A prominent US customer will be Meta, which has already secured electricity from several reactors for its AI data centers. In addition to Meta, Google, Amazon, and Microsoft are also investing in nuclear power plants. TerraPower co-founder Bill Gates himself has invested over a billion US dollars in the company, according to US media reports.

Kemmerer Unit 1 runs on a special fuel called HALEU (High-Assay Low-Enriched Uranium). This is uranium enriched to just under 20 percent, whereas today's nuclear power plants mostly use fuel enriched to around 3 to 5 percent. Developers expect this to lead to more efficient fuel utilization. HALEU is currently produced mainly in Russia, which is why the USA is currently trying to build up its own production capacities.

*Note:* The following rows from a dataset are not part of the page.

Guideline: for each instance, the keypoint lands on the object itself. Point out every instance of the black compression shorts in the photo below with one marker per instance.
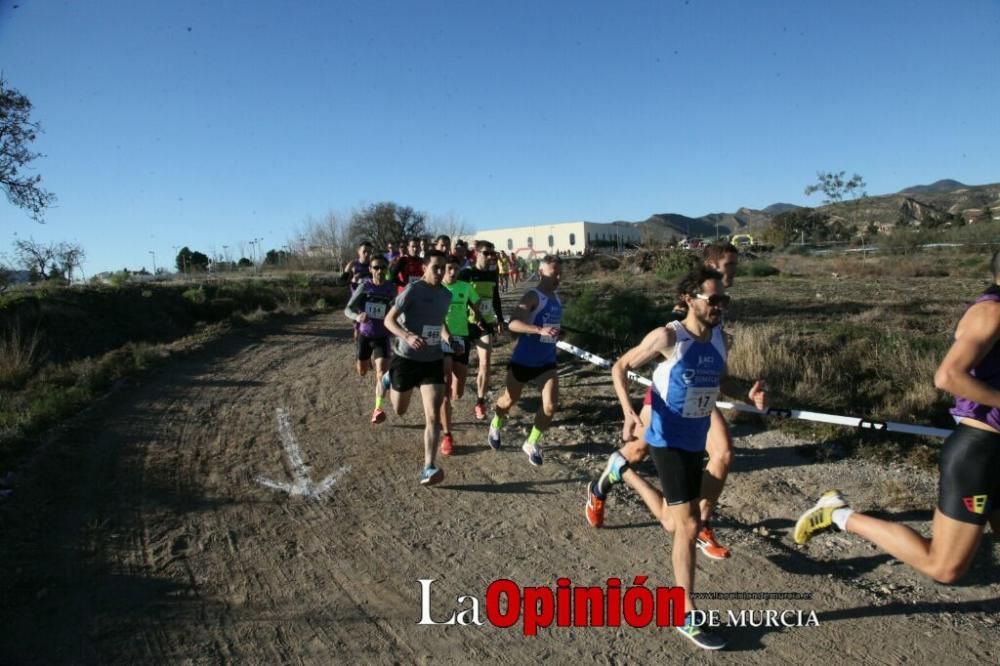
(969, 479)
(679, 472)
(406, 374)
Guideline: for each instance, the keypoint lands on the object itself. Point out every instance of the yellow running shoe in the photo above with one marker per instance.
(820, 517)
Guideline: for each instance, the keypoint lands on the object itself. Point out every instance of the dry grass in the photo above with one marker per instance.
(18, 355)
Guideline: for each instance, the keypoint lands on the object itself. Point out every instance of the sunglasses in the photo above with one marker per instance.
(715, 300)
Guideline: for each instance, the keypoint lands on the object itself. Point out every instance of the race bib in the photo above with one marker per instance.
(699, 402)
(375, 310)
(547, 339)
(431, 335)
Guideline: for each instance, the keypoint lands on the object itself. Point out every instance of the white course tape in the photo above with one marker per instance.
(835, 419)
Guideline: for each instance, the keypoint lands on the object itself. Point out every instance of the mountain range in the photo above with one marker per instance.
(913, 205)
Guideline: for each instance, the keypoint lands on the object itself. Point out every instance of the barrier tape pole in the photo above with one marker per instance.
(819, 417)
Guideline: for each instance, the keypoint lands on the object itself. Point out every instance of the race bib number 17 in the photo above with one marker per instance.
(432, 335)
(699, 402)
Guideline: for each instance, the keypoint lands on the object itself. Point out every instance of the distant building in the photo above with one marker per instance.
(564, 237)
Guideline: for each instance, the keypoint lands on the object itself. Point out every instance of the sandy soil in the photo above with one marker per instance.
(142, 533)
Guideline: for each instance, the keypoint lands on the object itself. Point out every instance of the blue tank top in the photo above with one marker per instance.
(685, 388)
(988, 372)
(536, 351)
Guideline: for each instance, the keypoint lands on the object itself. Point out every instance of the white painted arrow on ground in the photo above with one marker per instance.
(301, 483)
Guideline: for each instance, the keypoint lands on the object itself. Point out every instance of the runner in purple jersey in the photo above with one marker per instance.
(969, 469)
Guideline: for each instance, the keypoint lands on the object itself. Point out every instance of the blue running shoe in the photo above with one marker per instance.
(493, 438)
(534, 453)
(431, 476)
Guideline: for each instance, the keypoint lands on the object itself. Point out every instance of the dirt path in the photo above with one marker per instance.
(144, 535)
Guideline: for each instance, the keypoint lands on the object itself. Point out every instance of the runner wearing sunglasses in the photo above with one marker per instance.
(722, 258)
(417, 319)
(686, 384)
(367, 309)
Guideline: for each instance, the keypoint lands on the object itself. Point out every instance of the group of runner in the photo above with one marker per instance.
(443, 308)
(679, 421)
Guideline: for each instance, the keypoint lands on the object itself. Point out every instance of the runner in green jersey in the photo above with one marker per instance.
(464, 299)
(483, 278)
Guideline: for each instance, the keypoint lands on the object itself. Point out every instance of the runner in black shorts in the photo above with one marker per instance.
(418, 321)
(367, 308)
(969, 480)
(484, 279)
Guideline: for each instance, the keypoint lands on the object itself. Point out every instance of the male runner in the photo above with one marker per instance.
(464, 299)
(536, 320)
(417, 320)
(359, 269)
(969, 469)
(367, 308)
(409, 267)
(722, 258)
(443, 244)
(686, 384)
(483, 278)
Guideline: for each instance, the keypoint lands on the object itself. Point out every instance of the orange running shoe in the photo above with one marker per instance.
(708, 545)
(595, 507)
(447, 444)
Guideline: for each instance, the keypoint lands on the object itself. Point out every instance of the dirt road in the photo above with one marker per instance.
(144, 535)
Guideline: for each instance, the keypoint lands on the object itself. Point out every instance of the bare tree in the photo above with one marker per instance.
(386, 222)
(450, 225)
(16, 133)
(39, 258)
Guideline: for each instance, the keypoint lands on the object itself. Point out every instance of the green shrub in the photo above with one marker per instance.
(676, 264)
(195, 295)
(758, 268)
(610, 320)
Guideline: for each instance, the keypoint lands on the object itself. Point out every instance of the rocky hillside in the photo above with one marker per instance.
(919, 205)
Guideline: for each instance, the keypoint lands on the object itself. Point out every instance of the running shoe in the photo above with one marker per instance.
(595, 507)
(431, 476)
(707, 544)
(493, 438)
(820, 517)
(534, 453)
(701, 637)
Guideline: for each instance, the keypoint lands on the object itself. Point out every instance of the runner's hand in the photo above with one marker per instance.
(549, 332)
(415, 341)
(758, 395)
(632, 422)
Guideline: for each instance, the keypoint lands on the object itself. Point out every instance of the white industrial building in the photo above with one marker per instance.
(563, 237)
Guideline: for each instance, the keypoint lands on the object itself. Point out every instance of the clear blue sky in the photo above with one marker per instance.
(213, 122)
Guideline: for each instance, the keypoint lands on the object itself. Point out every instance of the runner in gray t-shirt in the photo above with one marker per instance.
(418, 321)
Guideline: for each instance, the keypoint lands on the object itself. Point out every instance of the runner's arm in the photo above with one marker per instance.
(737, 388)
(355, 308)
(392, 325)
(498, 305)
(656, 344)
(519, 319)
(977, 333)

The technical review process by the US Nuclear Regulatory Commission was comparatively short. US President Donald Trump had previously ordered the nuclear authority by decree to significantly accelerate the approval process for new reactors and limit it to about 18 months. This is intended to accelerate the expansion of nuclear energy in the USA. Construction of the power plant is scheduled to begin in the coming weeks and be completed in 2030. Commissioning is planned for 2031.